The new regulations include a measure that subjects the big banks, also known as systemically important financial institutions (SIFIs), to a minimum capital adequacy ratio (CAR) of 11.5% under "normal conditions." If the CBRC, however, feels that credit growth is too strong, a 14% rate could kick in, along with a countercyclical requirement of up to 2.5%. This goes into effect in early 2012; banks must meet these requirements by 2013.

Non-SIFIs (smaller banks) will be required to carry a CAR of 10.5%, with no countercyclical requirement.
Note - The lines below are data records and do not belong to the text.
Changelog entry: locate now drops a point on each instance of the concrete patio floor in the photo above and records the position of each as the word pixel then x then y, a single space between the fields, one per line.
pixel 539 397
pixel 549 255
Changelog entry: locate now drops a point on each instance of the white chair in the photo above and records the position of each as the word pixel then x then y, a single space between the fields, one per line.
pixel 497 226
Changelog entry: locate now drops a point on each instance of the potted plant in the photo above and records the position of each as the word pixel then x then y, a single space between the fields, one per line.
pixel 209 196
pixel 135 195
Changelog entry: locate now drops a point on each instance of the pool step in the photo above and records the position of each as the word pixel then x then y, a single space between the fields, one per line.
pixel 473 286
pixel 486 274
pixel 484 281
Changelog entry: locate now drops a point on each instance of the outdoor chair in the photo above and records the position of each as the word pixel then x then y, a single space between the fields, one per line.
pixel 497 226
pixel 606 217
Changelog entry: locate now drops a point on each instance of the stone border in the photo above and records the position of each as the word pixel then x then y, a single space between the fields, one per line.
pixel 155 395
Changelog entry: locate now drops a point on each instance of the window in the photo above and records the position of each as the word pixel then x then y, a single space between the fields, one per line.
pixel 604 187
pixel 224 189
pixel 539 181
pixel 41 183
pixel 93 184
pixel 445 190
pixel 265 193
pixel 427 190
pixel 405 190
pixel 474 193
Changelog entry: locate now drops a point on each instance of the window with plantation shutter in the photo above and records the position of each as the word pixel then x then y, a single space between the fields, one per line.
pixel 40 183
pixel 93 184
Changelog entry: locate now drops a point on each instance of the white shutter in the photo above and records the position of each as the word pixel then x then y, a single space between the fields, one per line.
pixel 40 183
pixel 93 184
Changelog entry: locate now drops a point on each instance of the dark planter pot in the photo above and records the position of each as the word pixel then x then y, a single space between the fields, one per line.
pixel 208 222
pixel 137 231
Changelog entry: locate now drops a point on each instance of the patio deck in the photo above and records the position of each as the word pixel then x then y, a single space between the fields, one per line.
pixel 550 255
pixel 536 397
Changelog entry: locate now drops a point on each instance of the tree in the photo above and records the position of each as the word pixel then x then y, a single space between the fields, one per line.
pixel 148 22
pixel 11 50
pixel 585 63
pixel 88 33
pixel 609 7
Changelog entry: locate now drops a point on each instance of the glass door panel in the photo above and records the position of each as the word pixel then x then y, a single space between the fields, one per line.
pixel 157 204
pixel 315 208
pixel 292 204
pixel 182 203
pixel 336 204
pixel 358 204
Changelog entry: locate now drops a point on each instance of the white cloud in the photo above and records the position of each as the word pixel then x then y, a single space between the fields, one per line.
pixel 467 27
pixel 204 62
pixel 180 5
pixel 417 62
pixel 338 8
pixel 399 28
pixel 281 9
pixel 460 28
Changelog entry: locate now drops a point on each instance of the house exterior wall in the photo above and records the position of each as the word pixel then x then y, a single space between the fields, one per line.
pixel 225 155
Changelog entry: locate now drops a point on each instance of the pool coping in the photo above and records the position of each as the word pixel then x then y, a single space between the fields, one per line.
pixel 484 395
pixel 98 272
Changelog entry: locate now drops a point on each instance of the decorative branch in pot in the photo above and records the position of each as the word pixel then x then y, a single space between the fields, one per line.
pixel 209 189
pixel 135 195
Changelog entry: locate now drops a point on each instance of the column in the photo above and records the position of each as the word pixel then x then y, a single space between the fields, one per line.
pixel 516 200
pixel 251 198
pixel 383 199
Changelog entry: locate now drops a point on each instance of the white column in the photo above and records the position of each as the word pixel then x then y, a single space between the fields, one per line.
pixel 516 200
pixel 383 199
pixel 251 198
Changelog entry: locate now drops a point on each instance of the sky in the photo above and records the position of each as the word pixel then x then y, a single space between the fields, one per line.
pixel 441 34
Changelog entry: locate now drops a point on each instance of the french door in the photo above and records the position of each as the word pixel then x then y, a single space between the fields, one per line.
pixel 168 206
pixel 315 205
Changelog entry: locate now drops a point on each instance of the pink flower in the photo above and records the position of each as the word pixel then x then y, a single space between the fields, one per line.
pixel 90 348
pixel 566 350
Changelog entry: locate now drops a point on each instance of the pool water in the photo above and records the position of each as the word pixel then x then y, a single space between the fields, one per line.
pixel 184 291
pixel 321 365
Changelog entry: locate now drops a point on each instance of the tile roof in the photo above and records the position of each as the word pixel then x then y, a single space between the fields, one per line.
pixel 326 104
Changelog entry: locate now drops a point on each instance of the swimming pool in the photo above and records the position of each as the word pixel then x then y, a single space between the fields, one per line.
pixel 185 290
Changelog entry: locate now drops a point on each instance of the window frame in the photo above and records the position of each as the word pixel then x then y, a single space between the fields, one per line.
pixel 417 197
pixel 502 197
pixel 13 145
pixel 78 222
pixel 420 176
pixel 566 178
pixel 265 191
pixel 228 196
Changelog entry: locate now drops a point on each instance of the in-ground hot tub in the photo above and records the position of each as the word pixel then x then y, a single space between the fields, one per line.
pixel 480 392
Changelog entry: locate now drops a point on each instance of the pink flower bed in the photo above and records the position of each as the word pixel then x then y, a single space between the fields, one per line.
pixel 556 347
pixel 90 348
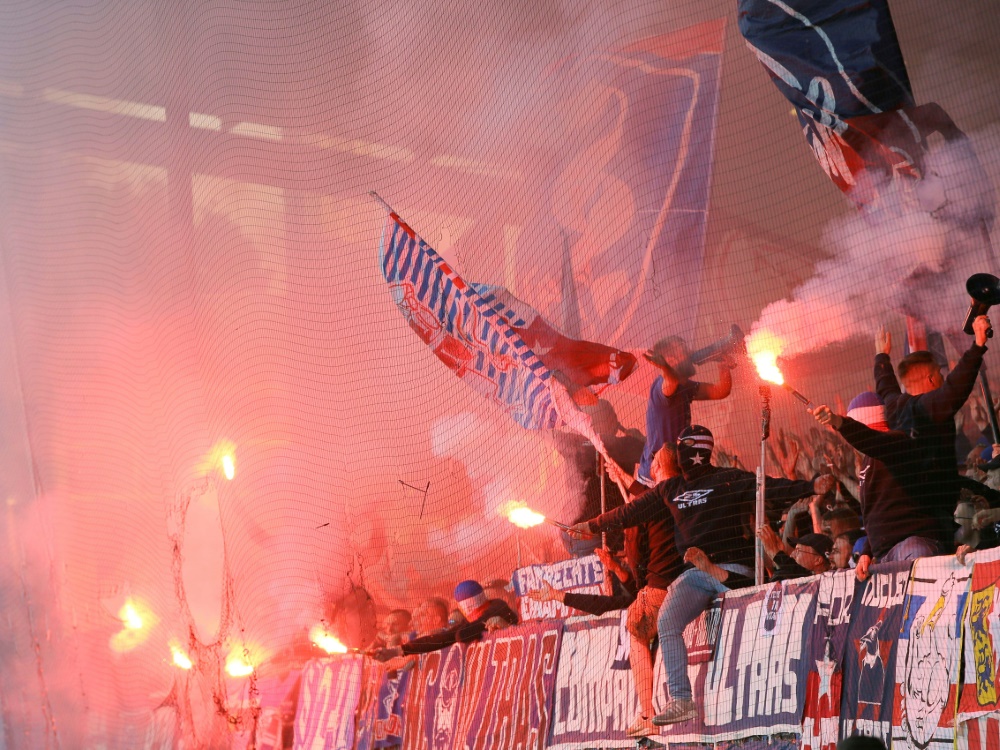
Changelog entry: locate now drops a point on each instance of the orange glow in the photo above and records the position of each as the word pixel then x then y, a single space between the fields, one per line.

The minimum core tier 1 CAR requirement in the new regulations is higher than that set by Basel III, at 5% to Basel’s 4.5%.

Another added regulation is a new leverage ratio of 4% of on- and off-balance-sheet tier 1 capital; this also goes into effect in early 2012, and is higher than the 3% required by Basel III. SIFIs must meet the new requirement by the end of 2013, while non-SIFIs have until the end of 2016 to comply.

Liquidity coverage ratios (LCRs), which are the ratios between high-quality liquid assets and net cash outflows for a 30-day period, will be required for all banks by the end of 2013 to be 100% or more. So will the net funding ratios (NFRs), which are the ratio between usable stable funding sources and needed stable funding sources.